Dans la nuit de lundi à mardi, les insurgés ont attaqué avec des roquettes RPG le siège du tribunal militaire dans la ville ainsi qu'un poste de police et une branche du parti Baas au pouvoir dans un quartier du sud d'Alep, selon une ONG.
Des combats ont également éclaté près du siège des puissants renseignements aériens, dans le quartier d'al-Zahra dans l'ouest, selon la même source.
Les combats ont également repris à Damas, tombée de nouveau sous le contrôle de l'armée après une semaine d'affrontements à la mi-juillet. Les accrochages ont eu lieu notamment dans le quartier de Kafar Soussé après une attaque rebelle aux roquettes RPG contre un barrage de l'armée.
Les rebelles avaient déjà marqué un point lundi en prenant un poste de contrôle clé leur permettant d'acheminer renforts et munitions à Alep, deuxième ville et poumon économique du pays où se joue une bataille cruciale entre insurgés et régime.
Plusieurs quartiers, notamment Salaheddine, dans le sud-ouest, étaient bombardés mardi matin, selon l'Observatoire syrien des droits de l'Homme (OSDH). La télévision d'Etat syrienne a affirmé de son côté que l'armée "poursuivait les groupes terroristes dans des quartiers d'Alep, leur infligeant des pertes énormes".

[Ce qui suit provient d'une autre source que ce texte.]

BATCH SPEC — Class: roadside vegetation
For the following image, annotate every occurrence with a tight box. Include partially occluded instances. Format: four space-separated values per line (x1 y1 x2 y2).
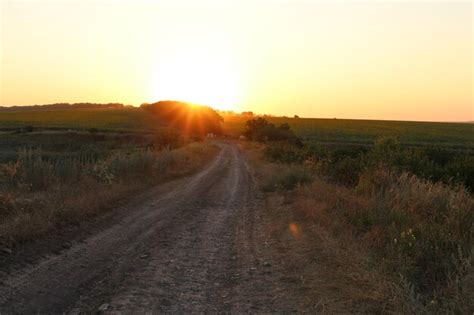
0 143 218 247
0 102 225 248
245 118 474 313
222 113 474 152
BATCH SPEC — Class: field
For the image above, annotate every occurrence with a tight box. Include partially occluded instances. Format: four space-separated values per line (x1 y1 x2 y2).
0 108 474 313
224 116 474 150
0 108 160 132
0 108 474 150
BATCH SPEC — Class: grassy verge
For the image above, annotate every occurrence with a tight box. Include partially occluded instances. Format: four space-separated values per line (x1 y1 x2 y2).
0 143 218 246
243 145 474 313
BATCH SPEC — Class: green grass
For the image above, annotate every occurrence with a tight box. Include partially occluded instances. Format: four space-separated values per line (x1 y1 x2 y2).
0 108 160 131
224 116 474 149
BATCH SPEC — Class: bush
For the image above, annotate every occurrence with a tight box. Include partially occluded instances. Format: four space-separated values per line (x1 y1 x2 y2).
244 117 303 147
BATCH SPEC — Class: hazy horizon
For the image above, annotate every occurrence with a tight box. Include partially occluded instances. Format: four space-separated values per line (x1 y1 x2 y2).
0 0 474 122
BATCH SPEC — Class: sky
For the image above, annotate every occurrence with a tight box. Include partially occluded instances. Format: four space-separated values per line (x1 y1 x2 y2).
0 0 474 121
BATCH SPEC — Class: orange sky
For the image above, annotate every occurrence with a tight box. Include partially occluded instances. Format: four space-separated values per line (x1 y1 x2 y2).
0 0 474 121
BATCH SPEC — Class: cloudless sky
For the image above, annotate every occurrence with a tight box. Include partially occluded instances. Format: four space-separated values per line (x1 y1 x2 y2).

Le front d'Alep a été ouvert le 20 juillet et l'assaut de l'armée a été donné samedi après l'arrivée de renforts militaires dans la ville.
Les bombardements par hélicoptères et à l'artillerie lourde dans cette ville de 2,5 millions d'habitants et ses environs ont jeté sur les routes ces deux derniers jours quelque 200.000 personnes, selon l'ONU.


Lundi, les violences à travers le pays ont fait 93 morts, dont 41 civils, 33 soldats et 19 rebelles.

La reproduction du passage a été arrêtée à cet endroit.